MBA students give Suncor Energy a (hypothetical) makeover

Team Stockholm, winner of the inaugural CK Schulich Business for a Better World case competition
Team Stockholm, winner of the inaugural CK Schulich Business for a Better World case competition

It was a difficult choice, but in the end the team from Sweden took top prize. Three MBA student teams travelled to Davos, Switzerland, in late January to present how they believed Canadian energy giant Suncor Energy could become the most sustainably operated company among its sector peers.

They were there as part of the inaugural CK-Schulich Business for a Better World Case Competition. Having made it through two previous rounds, which whittled down a pack of 28 participating MBA teams, it came down to the final three – the Palumbo Donahue School of Business at Duquesne University in Pennsylvania, the Monterey Institute of International Studies at California’s Middlebury College and the Stockholm School of Economics in Sweden.

“To have got this far is a great compliment to you and the work you’ve done,” said Suncor chief executive Steve Williams before he and his fellow judges announced the winner. “Just for reassurance, I will take pieces from each of your presentations and they will be part of our plan of execution, and that is the greatest respect I can pay you.”

In addition to Williams, the judging panel included Dominic Barton, global managing director of McKinsey & Company; Robert Greenhill, managing director of the World Economic Forum; former State Street Global Advisors chief investment officer Sean Flannery, now vice-chairman of Corporate Knights; and Nicky Major, global corporate sustainability leader for Ernst & Young. Rounding out the panel was professor Dirk Matten, the Hewlett-Packard Chair in Corporate Social Responsibility at the Schulich School of Business at York University in Toronto.

Teams were required to assess Suncor’s global business operations, which are heavily weighted towards the oil sands, using the same 12 key performance indicators that Corporate Knights uses to determine its annual Global 100 Most Sustainable Corporations in the World ranking.
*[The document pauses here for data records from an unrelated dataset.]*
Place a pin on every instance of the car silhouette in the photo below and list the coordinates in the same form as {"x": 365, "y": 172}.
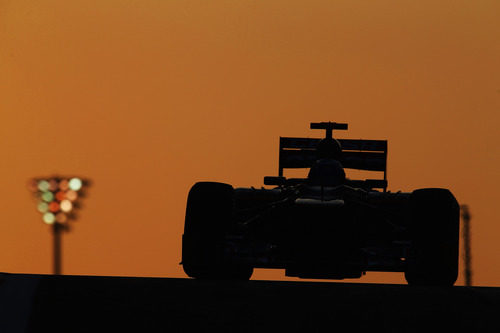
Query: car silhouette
{"x": 325, "y": 226}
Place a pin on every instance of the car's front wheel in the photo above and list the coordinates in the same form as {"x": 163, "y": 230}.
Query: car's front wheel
{"x": 208, "y": 217}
They then had to identify which of the 12 were priority indicators and come up with a business plan that would turn Suncor into a top sustainability performer.

Given the location and high profile of the judging panel, all three teams entered the competition room a little nervous. When the clock started on each of their 10-minute presentations, all were impressively composed. But it was the professional touch from Team Stockholm – composed of Karin Bratt, Anja Huber, Johannes Julius Meder and Christopher Royle – that won over the judges.

Team Stockholm argued that Suncor should invest more into attracting diverse talent to its executive ranks. Reducing the gap between CEO and average worker compensation was highlighted as another way to up its score in the short term. The ratio, currently at 113:1, should be brought to within 30:1 and 50:1 to stay in line with top sector players, the team said.

Also, boosting investment in innovation was cited as crucial to improving Suncor’s resource productivity score – particularly related to energy use and emissions – over the longer term. “The competition was very well organized, and we very much appreciate the valuable feedback we received in the final stage,” said the team’s Christopher Royle.

Team Duquesne received $4,000 for second place, while third place Team Monterey was rewarded with $2,000. The prize money came from Suncor, which was the competition’s case sponsor. It was a close call for all three. For example, some judges were particularly impressed with the sophisticated sensitivity analysis (using the “Ginzu” model of firm valuation) carried out by Team Monterey.

The team looked at three scenarios – from business as usual to the International Energy Agency’s New Policies Scenario – to map out at what point it would be in Suncor’s financial interests from a future cash-flow perspective to divest from the oil sands altogether in favour of more profitable alternative energy.

Their answer: sometime between 2026 and 2038.